SALYERSVILLE – The Salyersville City Council met in regular session on Monday, August 21, discussing the water rates and setting the tax rates for the city.
David Gardner with the Salyersville Water Works Commission, explained that they will be taking a 3 percent raise to water and sewer rates in order to keep up with the cost of living and continue providing services to the community.
He reiterated that five years ago (prior to the current commission and mayor) the water commission had roughly $200,000 in outstanding debts, and were facing possible termination of electricity services. The county offered to loan the city $50,000 to help pay the electric bill, and at that point in time, SWW had not had a rate increase in over 10 years. It was determined that they needed to increase their rates 20 to 25 percent just for the system to sustain itself, so the commission decided to raise the rates 10 percent the first year, 10 percent the second year and 3 percent the third year, then 3 percent annually to keep the rates in line with the cost of living.
“It is not fair to raise the rates 26 percent or even 10 percent at one time, so decided to increase it by 3 percent a year, a soft raise, and that allows it to be sustainable,” Gardner said.
He explained that the water commission has come a long way, chipping away at the long-term debts (now well under $100,000) and being able to break even with operating costs, but they are working toward being able to cover all depreciation costs and build up their debt reserve.
Gardner further explained they borrowed money from the Kentucky Infrastructure Authority for the grinder pump replacements and to replace the water tank and that the 3 percent increase will also help them to make the payments for the necessary improvements.
“The water commission operates under an ordinance from the council that states that the commission is fiscally responsible to manage the utilities in a fiscally responsible way,” Gardner said. “That ordinance was written about 40 years ago and that’s what we try to do now.”
City Councilman Tommy Bailey stated that he thought the rates were already high enough and that the commission should drop the sewer portion of the business if it is not economically profitable.
“You can’t run a city like a business or you would have police, a fire department, or anything like that,” Gardner said. “The people need that public service. The ordinance requires that we operate fiscally responsibly, but we also have to address the public health aspect of the commission. A lot of residents wouldn’t be served without grinder pumps and there would be a lot of sewage in the river.”
Bailey asked if the grinder pumps system is a burden to the city or if it makes a profit.
“No, but it breaks even and provides a service,” Gardner refuted. “We’re not losing or making money. I don’t think it’s the job of a public entity to make a profit.”
Councilman Jeff Bailey said he was thankful for the commission and the strides they have taken to better manage Salyersville Water Works.

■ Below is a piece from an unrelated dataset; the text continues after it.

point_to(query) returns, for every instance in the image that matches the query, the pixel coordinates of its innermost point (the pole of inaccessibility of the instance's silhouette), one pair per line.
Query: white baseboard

“I wouldn’t have his job and I think our rates would be 30 to 40 percent higher if someone else was running it,” Bailey said.
Gardner invited the council to the water commission’s public meetings, held fourth Tuesday of every month at 10 a.m.
Mayor James “Pete” Shepherd commended the water commission and emphasized his support of the 3 percent increase, stating that the rates would be 30 percent higher if the state had taken over and they have come a long way from where they were in 2010.
In other news, the council unanimously agreed to keep the motor vehicle and watercraft tax rates the same, as well as the property tax rates. Shepherd explained that by keeping the same rates, they will take in less revenue that they did last year, but he doesn’t expect it to be a problem.
Shepherd said his number one priority when they have the money will be to finish installing the tornado shelter.
He announced that the Heritage Days schedule has been finalized and released (in this week’s paper) and they will be honoring the late Todd Preston, as well as the first five families. Fourteen food booths have already signed up, baby contest signups are going on now, and the opening ceremony is slated for next Wednesday.
Shepherd said the city is working on the flooding problems on Coal Branch, but they are already down to solid rock in the culverts and the location of the sewer lines under the tiles. He said they were under the limit to receive aid from FEMA for the last round of flooding.
The next regularly-scheduled city council meeting is slated for September 18 at 7 p.m. at Salyersville City Hall.